The Twentynine Palms City Council on a 5–0 vote approved midyear revisions to the city’s FY 2026–27 general fund budget, a 3.1% cost-of-living adjustment for employees and a set of interfund transfers and fee-schedule changes staff said were required to balance the second year of the city’s two-year budget.
Finance staff presented the revisions as necessary to reflect updated revenue estimates and rising costs, most notably a higher contract cost for law-enforcement services. Abigail, the finance presenter, told the council the sheriff’s contract increase was now about 7.4% (roughly $429,000 higher than the current year) after the county provided a one-time subsidy that trimmed an earlier 10% preliminary increase by $126,000. The staff presentation said law enforcement, salaries and benefits make up about 73% of operating expenditures.
The budget motion (Resolution No. 2612) also included a 3.1% wage-scale increase for FY 2026–27, and a package of one-time transfers totaling $282,000 that staff described as: $160,000 to the capital projects fund for self-funding, $50,000 for playground equipment, $40,000 for CDBG project management, $15,000 for parks maintenance equipment, and $17,000 to seed future street-sweeper acquisition.
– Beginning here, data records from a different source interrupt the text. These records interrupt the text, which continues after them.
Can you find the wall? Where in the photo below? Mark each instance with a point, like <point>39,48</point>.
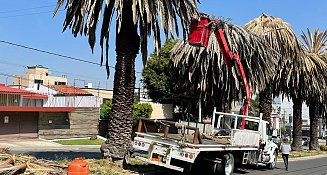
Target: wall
<point>161,111</point>
<point>102,93</point>
<point>72,101</point>
<point>81,123</point>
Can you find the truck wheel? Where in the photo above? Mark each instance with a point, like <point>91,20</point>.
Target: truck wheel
<point>272,165</point>
<point>226,167</point>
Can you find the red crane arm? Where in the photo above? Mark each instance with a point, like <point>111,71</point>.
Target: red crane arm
<point>199,36</point>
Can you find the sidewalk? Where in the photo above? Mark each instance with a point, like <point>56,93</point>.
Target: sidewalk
<point>43,145</point>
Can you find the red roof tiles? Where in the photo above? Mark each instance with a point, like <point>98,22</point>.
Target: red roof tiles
<point>26,94</point>
<point>69,90</point>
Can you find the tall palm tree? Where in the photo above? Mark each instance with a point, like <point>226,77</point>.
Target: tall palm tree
<point>315,47</point>
<point>205,68</point>
<point>280,36</point>
<point>289,79</point>
<point>135,21</point>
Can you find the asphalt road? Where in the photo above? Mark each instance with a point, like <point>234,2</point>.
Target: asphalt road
<point>317,166</point>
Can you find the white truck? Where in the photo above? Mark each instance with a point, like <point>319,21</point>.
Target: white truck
<point>220,146</point>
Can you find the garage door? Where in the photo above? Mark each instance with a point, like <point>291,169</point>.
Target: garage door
<point>18,125</point>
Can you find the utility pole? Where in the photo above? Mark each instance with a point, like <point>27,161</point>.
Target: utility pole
<point>200,112</point>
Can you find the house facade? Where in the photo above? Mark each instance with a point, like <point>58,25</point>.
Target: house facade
<point>37,75</point>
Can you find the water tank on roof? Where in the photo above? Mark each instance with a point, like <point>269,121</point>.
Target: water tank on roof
<point>88,85</point>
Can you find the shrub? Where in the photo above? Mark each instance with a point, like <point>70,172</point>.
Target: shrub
<point>323,147</point>
<point>141,110</point>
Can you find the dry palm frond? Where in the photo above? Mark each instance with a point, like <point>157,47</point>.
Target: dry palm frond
<point>316,65</point>
<point>281,38</point>
<point>205,67</point>
<point>84,15</point>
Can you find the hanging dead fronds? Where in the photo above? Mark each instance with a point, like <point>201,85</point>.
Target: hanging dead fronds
<point>205,67</point>
<point>315,65</point>
<point>281,38</point>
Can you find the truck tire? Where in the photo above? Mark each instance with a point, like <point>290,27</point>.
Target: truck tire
<point>226,167</point>
<point>272,165</point>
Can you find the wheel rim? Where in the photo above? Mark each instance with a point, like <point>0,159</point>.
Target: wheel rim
<point>228,167</point>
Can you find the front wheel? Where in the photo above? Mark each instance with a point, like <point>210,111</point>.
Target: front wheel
<point>272,165</point>
<point>226,167</point>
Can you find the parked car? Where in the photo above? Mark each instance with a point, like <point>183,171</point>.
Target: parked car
<point>305,140</point>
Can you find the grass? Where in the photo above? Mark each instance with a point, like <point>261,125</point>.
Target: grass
<point>81,142</point>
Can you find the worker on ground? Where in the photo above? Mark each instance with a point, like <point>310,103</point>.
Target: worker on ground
<point>286,149</point>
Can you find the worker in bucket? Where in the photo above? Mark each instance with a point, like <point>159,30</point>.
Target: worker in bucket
<point>286,149</point>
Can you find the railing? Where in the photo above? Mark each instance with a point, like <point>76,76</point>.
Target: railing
<point>168,124</point>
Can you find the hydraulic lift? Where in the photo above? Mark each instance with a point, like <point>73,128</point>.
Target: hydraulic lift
<point>201,28</point>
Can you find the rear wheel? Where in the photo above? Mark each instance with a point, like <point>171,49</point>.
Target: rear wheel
<point>226,167</point>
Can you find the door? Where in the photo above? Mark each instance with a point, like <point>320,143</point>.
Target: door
<point>18,125</point>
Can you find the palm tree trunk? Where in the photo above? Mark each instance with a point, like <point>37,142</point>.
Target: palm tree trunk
<point>297,124</point>
<point>118,143</point>
<point>314,115</point>
<point>265,103</point>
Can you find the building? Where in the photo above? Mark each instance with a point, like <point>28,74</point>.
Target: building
<point>37,75</point>
<point>49,112</point>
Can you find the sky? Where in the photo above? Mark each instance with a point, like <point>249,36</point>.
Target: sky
<point>31,23</point>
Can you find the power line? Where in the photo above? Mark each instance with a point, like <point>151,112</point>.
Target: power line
<point>52,70</point>
<point>50,53</point>
<point>25,9</point>
<point>53,53</point>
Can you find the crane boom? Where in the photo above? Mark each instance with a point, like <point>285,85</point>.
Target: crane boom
<point>201,28</point>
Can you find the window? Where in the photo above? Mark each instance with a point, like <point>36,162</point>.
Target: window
<point>38,81</point>
<point>60,83</point>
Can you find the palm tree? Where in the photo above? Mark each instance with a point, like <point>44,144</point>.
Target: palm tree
<point>289,79</point>
<point>205,68</point>
<point>315,49</point>
<point>281,38</point>
<point>135,20</point>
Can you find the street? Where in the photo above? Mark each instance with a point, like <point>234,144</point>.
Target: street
<point>316,166</point>
<point>52,151</point>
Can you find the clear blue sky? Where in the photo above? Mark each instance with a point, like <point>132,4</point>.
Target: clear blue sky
<point>31,23</point>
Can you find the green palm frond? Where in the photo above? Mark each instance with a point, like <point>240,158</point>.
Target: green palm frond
<point>83,17</point>
<point>316,43</point>
<point>205,67</point>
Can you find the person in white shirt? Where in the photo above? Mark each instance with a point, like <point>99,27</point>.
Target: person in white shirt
<point>286,149</point>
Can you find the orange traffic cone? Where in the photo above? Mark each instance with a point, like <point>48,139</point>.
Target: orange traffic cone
<point>78,167</point>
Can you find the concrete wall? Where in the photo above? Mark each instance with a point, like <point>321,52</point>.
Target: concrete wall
<point>81,123</point>
<point>101,93</point>
<point>161,111</point>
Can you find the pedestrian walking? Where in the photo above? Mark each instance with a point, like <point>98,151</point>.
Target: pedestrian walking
<point>286,149</point>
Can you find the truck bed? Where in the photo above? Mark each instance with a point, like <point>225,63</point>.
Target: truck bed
<point>207,140</point>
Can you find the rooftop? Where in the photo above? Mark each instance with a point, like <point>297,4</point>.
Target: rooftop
<point>69,90</point>
<point>26,94</point>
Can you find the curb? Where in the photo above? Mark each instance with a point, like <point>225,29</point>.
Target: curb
<point>304,158</point>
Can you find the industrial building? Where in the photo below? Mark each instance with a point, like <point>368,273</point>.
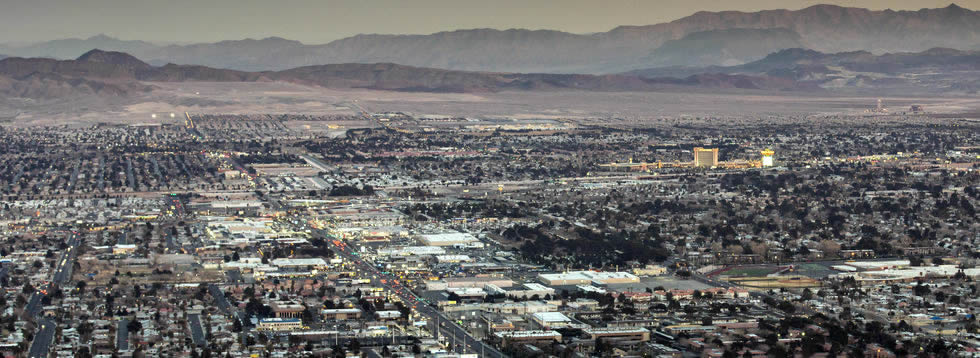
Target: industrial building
<point>586,277</point>
<point>705,157</point>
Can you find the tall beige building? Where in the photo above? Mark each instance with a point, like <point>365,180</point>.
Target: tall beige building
<point>705,157</point>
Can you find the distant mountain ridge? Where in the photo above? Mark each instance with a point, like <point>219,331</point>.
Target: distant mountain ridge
<point>937,70</point>
<point>120,74</point>
<point>710,38</point>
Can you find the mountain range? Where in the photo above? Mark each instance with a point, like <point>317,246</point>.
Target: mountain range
<point>702,39</point>
<point>118,74</point>
<point>937,70</point>
<point>110,73</point>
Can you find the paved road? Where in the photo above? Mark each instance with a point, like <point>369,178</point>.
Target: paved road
<point>220,299</point>
<point>61,275</point>
<point>459,338</point>
<point>45,336</point>
<point>33,307</point>
<point>122,335</point>
<point>197,330</point>
<point>43,339</point>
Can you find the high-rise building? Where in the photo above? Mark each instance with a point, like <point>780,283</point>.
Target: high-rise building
<point>705,157</point>
<point>767,158</point>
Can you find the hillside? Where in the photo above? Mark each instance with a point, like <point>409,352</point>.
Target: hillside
<point>712,38</point>
<point>935,70</point>
<point>120,74</point>
<point>725,47</point>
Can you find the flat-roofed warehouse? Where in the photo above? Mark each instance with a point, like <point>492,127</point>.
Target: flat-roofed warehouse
<point>447,239</point>
<point>586,277</point>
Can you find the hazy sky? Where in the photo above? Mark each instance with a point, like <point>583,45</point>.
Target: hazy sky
<point>320,21</point>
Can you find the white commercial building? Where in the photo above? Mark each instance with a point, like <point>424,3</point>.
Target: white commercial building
<point>587,277</point>
<point>447,239</point>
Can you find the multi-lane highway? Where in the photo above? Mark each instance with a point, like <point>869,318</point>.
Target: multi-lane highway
<point>461,341</point>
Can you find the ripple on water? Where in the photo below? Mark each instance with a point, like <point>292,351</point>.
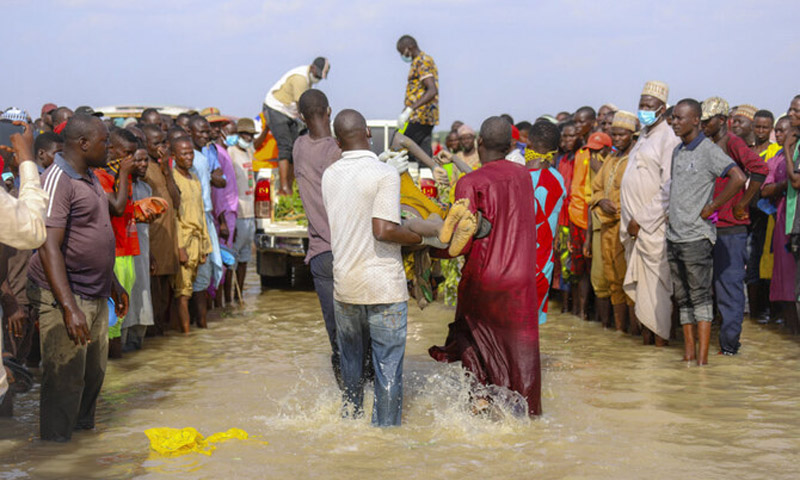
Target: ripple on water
<point>612,408</point>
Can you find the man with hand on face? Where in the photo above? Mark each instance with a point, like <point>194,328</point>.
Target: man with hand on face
<point>730,250</point>
<point>71,280</point>
<point>150,116</point>
<point>742,123</point>
<point>280,107</point>
<point>643,213</point>
<point>163,233</point>
<point>45,147</point>
<point>116,180</point>
<point>421,112</point>
<point>696,165</point>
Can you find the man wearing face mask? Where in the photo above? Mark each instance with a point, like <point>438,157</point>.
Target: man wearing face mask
<point>421,112</point>
<point>644,200</point>
<point>280,106</point>
<point>240,148</point>
<point>730,250</point>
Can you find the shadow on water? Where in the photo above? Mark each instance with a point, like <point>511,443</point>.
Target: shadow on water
<point>612,408</point>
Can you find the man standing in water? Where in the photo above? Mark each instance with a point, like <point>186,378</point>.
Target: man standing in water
<point>313,154</point>
<point>421,110</point>
<point>71,278</point>
<point>362,198</point>
<point>730,249</point>
<point>696,165</point>
<point>496,330</point>
<point>280,107</point>
<point>643,213</point>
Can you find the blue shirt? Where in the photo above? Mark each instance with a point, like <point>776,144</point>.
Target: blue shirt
<point>202,166</point>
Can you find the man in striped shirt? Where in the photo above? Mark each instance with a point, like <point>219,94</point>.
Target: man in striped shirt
<point>71,278</point>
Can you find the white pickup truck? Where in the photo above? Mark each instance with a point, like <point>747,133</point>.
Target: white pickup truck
<point>281,246</point>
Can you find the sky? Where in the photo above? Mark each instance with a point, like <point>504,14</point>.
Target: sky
<point>525,58</point>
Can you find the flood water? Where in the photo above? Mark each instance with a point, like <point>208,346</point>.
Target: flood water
<point>612,408</point>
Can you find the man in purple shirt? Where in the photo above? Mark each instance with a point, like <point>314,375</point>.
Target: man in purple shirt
<point>313,153</point>
<point>71,279</point>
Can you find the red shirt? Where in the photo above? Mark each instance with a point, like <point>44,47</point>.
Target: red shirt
<point>753,166</point>
<point>127,240</point>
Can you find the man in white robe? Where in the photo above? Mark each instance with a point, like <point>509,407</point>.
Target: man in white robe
<point>644,196</point>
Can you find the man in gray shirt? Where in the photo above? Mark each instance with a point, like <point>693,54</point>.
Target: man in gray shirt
<point>696,164</point>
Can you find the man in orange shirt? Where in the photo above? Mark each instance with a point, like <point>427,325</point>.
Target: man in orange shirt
<point>578,208</point>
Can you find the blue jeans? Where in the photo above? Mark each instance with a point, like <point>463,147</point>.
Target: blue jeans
<point>385,325</point>
<point>730,258</point>
<point>322,272</point>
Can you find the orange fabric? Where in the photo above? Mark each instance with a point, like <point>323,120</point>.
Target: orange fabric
<point>150,206</point>
<point>578,198</point>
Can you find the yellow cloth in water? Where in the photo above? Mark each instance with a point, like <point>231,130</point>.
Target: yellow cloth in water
<point>174,442</point>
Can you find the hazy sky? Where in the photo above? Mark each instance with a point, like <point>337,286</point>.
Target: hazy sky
<point>525,58</point>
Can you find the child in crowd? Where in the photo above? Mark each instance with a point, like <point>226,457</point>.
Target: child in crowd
<point>194,243</point>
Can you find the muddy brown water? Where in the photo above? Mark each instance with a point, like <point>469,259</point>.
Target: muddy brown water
<point>612,408</point>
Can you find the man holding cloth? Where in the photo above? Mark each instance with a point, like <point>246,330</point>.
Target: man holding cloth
<point>280,108</point>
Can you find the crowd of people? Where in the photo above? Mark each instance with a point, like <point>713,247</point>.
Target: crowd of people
<point>647,222</point>
<point>147,226</point>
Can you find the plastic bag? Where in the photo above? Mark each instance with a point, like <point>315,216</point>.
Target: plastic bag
<point>174,442</point>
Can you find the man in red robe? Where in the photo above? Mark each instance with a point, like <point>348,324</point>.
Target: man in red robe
<point>496,330</point>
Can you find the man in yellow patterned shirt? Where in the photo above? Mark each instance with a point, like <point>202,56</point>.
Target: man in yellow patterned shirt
<point>421,111</point>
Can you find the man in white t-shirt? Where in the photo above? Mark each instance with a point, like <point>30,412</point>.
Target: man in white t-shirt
<point>362,201</point>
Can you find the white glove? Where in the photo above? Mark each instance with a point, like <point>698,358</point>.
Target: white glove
<point>433,242</point>
<point>403,118</point>
<point>399,160</point>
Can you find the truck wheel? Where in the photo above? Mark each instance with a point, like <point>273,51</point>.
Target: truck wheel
<point>276,283</point>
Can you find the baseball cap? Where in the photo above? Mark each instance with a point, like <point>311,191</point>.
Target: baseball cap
<point>86,110</point>
<point>598,140</point>
<point>321,63</point>
<point>714,106</point>
<point>48,107</point>
<point>15,115</point>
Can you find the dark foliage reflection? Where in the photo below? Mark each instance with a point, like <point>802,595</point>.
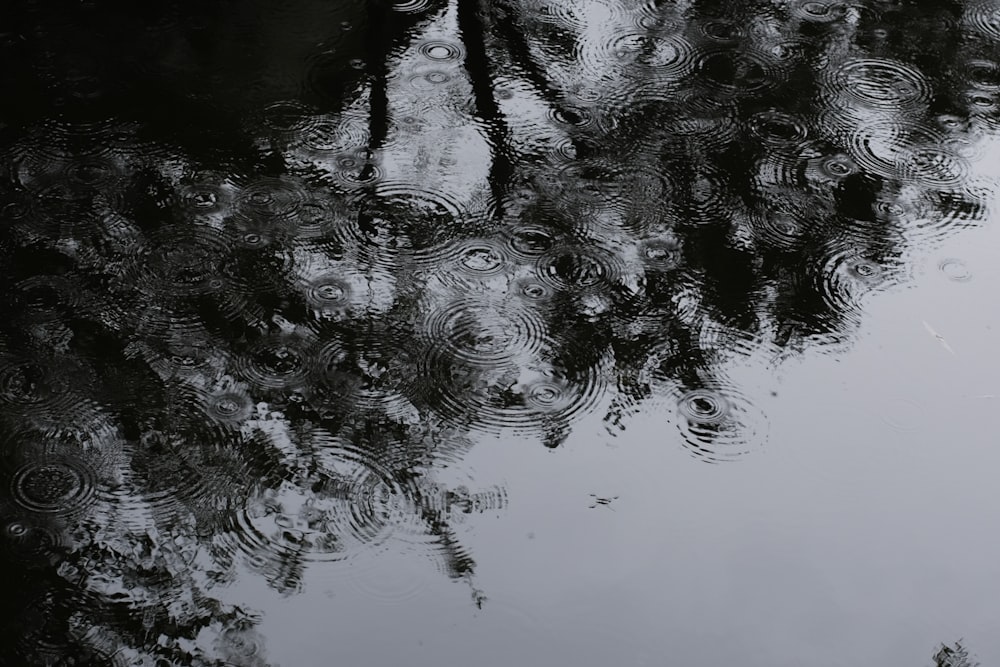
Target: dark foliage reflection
<point>270,270</point>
Staff said the city expects an unassigned fund balance of about $12 million at year-end for emergencies and one-time costs.
Council members pressed staff on potential state pension-law changes (AB 1383) and the possible fiscal impact; Abigail estimated a change in pension formula could raise annual retirement costs on the order of $100,000–$150,000, depending on final legislation and bargaining outcomes.
On the consent agenda the council approved routine items and then separately approved amendments to the master citywide user fee schedule to reflect a 3.1% CPI update for most local fees (excluding state-mandated fees, sewer and solar fees) and several administrative adjustments (for example converting adult-sports fees from a per-team to a per-player rate and aligning the summer day camp length with the school district calendar).
The council also approved subcommittee recommendations to allocate $50,000 in contributions to three local nonprofit organizations: $25,000 to 29 Palms Community Food Pantry and Outreach Ministries, Inc.; $15,000 to Reachout Morongo Basin; and $10,000 to Animal Action League.
All formal votes recorded during the meeting were unanimous (5–0). Abigail told the council that although the budget shows a $195,000 SLEF (Supplemental Local Law Enforcement Fund) line, those dollars are grant revenue offset by a corresponding expense line and that any sheriff request over $25,000 would still require a separate council approval.
The council introduced and approved the first reading of Ordinance No. 328 to raise council-member monthly compensation to $700 (effective after the November 2026 election). That ordinance will return for a subsequent reading and final adoption before it takes effect.
The council adjourned after brief city-manager remarks and no additional action on the numerous public-records and surveillance concerns raised during public comment.